In short, halo effect is the way the mind used the first impression to subsequently affect the judgement.

Say you are trying to evaluate someone, maybe interview a candidate for a job. If he arrives in a full suit (as is the normal dress code), nicely tailored, matching tie, spit-shined shoes, great crease on the pants, not a hair out of place, clean-shaven, even proper cuff links, you'd be impressed.

However, if the same candidate showed up in a rumpled blazer, slightly stained pants, dirty shoes, shirt that doesn't look like it's been ironed for a week, and 5 o'clock shadow before noon, then you're probably not going to like him as much as the guy who was dressed to the nines.

Even if it's the SAME PERSON, thus, the same abilities, qualities, personalities, etc.

That's why in jury trials, the defendant is NOT to appear in court wearing jail jumpsuits, or in chains or handcuffs, and is often in a suit to look as "clean" as possible, as not to prejudice the jury.

There are a lot of subtle signals one can project to create an image that would make a good first impression without being obvious about it. And scammers know most of them.

There are two things that inspire trust: beauty, and age.

Not extreme beauty though. Extreme beauty, like "model-good-looks" inspire doubt: is s/he for real? But general attractiveness and friendly demeanor is very helpful to inspire trust. Call it... "attractiveness" if you will.

Another thing that inspire trust is age, or at least the appearance of age. Some scammers are known to intentional dye their hair silver to appear older. Others are known to play the "old man/woman" angle. Wearing glasses would also help, as would a naive / bumpkin type appearance.

Once the scammer have given you a good impression, and thus, gained halo effect over you, s/he can then use other techniques to inspire trust, such as prompt payment, and explanation that matches the scheme to something already familiar to you so you are NOT tempted to verify what they claimed.

It is no wonder most spokespersons are relatively attractive people and ads are done with good looking people.

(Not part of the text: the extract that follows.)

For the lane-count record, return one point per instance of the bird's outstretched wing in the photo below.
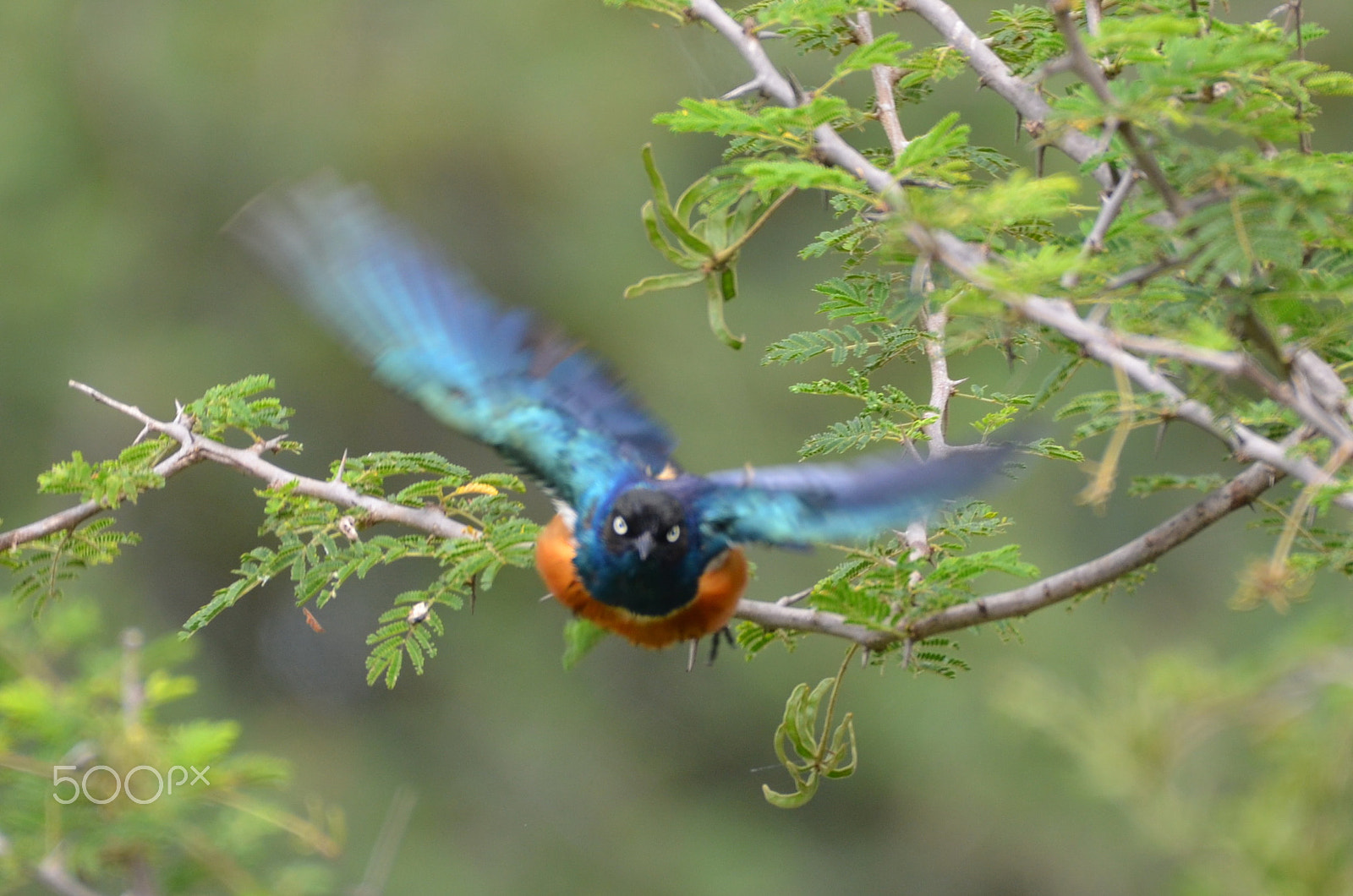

You'll never find any one ugly there. Magazines are known to manipulate photos to erase blemishes and such for their cover photos. Though in modern times more and more unconventional looks are going maintstream.

The reverse halo effect, also known as the "devil effect", is where negative appearance, like visible tattoos, scars, asymmetrical features, and so on are immediately viewed as bad, untrustworthy, and so on.